Second, memorials do not change… but we do.
Who is to say today that these people praised on plaques and statues are the ones who best belong at the heart of Manhattan? Who is to say that there is not someone we admire more — or that we still admire these people at all? Who is to say today what we will think about September 11th in 50 or 500 years?
Memorials are permanent. They cannot be edited as we change our minds, gain a new perspective, or find a new context for the person or event who is being remembered.
Unless you are a deposed dictator now relegated to scrap metal or an amusement park, once you are cast in bronze, you and your memory are frozen… forever.
And so how should we build our memorial to September 11th?
New York’s Lower Manhattan Redevelopment Corporation — which is doing an admirable job planning the rebuilding of the city after its devastation — just released its at the World Trade Center, a process that starts this spring.

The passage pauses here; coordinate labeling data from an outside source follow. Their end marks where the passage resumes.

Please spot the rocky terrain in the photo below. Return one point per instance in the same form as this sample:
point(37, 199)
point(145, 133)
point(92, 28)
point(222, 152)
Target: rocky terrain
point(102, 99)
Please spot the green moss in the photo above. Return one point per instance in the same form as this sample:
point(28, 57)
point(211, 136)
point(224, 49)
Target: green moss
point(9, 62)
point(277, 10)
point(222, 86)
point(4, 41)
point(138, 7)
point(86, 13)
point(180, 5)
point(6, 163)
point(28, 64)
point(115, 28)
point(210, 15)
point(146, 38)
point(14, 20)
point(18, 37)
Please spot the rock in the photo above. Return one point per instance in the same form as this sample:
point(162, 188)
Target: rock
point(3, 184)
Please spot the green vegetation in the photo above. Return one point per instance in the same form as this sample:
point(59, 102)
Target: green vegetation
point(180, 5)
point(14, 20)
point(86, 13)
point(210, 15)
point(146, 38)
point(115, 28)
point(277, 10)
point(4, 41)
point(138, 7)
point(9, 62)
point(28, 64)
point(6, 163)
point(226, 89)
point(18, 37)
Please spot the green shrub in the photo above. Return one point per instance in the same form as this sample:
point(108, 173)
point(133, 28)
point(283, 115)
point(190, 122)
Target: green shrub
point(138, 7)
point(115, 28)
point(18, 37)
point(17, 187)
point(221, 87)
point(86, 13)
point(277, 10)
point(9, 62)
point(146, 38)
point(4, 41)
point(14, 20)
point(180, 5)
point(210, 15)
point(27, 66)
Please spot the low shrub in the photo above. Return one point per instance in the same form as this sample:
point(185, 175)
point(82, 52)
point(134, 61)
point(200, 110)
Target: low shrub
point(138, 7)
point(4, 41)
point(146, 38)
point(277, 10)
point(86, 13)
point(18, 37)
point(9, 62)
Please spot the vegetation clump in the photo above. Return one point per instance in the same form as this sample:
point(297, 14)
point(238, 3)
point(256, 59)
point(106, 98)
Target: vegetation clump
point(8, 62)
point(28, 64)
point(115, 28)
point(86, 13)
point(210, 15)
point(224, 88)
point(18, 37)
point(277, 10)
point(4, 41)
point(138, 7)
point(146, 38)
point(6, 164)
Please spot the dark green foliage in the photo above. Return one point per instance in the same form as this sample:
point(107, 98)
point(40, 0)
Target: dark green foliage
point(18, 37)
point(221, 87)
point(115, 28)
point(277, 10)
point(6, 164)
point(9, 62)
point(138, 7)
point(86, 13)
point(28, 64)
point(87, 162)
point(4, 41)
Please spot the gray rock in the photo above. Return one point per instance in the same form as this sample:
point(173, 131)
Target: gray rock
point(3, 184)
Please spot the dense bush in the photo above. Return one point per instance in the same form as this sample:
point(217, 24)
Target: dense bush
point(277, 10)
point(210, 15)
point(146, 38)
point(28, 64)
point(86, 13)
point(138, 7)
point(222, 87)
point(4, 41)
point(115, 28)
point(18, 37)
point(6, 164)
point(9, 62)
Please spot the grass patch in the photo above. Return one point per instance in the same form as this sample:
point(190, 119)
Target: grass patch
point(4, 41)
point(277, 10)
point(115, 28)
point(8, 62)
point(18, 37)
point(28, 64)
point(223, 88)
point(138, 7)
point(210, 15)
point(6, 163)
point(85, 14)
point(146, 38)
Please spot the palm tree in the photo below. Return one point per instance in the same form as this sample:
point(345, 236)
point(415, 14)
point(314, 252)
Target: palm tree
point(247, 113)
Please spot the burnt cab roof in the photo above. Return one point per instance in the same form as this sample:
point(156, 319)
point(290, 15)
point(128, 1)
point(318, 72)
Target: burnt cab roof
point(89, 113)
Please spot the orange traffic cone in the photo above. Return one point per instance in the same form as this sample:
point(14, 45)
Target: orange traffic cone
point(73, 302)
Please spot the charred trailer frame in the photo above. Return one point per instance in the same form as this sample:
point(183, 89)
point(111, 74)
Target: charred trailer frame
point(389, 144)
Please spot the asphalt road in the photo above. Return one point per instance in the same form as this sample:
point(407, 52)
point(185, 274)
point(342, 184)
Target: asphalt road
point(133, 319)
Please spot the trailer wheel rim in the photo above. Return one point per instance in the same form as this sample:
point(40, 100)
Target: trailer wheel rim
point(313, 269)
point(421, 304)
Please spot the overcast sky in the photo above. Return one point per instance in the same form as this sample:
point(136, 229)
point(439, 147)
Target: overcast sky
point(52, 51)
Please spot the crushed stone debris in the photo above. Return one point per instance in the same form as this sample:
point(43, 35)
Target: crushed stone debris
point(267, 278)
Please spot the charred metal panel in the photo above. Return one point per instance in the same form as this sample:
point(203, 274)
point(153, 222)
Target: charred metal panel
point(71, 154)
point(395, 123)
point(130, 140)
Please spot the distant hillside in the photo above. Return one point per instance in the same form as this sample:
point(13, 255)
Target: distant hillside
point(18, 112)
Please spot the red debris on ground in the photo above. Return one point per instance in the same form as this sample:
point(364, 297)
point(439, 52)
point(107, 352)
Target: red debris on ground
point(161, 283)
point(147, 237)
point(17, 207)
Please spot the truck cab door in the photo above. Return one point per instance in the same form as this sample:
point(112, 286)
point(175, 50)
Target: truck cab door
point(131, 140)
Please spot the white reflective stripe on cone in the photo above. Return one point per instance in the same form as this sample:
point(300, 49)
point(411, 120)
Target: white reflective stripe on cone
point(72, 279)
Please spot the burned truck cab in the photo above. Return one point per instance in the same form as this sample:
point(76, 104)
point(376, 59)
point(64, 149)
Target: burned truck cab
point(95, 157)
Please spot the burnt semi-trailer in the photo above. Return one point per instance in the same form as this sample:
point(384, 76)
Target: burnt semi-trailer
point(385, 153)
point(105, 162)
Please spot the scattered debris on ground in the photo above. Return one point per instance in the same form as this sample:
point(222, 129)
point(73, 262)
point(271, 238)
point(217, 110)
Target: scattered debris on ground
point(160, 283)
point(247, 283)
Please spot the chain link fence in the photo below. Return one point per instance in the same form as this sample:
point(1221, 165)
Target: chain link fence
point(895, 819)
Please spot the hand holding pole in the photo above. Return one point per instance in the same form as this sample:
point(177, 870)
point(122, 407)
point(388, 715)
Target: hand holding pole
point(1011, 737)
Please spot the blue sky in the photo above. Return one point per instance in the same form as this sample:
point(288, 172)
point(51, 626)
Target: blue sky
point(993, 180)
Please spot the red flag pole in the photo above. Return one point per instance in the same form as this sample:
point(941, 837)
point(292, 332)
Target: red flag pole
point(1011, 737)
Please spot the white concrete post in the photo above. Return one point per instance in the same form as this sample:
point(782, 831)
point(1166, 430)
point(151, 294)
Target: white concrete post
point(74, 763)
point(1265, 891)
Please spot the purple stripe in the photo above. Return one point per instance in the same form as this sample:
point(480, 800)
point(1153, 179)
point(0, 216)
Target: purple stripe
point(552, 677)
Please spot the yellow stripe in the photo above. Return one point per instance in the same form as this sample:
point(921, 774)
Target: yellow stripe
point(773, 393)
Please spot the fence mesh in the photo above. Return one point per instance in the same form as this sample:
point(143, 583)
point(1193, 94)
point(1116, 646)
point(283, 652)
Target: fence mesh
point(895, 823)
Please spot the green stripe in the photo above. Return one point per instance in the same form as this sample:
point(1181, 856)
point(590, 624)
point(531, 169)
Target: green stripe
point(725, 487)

Its mission statement “contrasts the darkest depths of humanity and the bright light of human compassion and bravery. Remember, respect, recognize and inspire are its essential guiding themes.”
These are good rules, but incomplete.
Look at the people who flock to the site of the attacks every day. Yes, they bring their cameras and souvenirs, but they also bring their own sorrow and fear and concern and pride. Any memorial should allow us to bring what we want to it.
That is why I so liked the Tribute in Lights last year: It was majestic and bigger than life and not made of stone or steel; it was just light and we could see in it what we chose to see.
Look at these people and note also their need to leave their own tributes at the site. The memorial to September 11th should be interactive. It should allow people to leave not only things but also their thoughts — their memories, words, prayers, tributes, and hopes and their changing perspective through the years. All of this can be recorded and preserved and shared digitally. The memorial will be all the richer for this. It will be the memorial we create.
Our memorial should change and grow with us. It should not — it must not — be cold and dead, for that is the best description of those blocks today. No, the best memorial to September 11th, the most appropriate memorial for our time and times to come, will be a living memorial.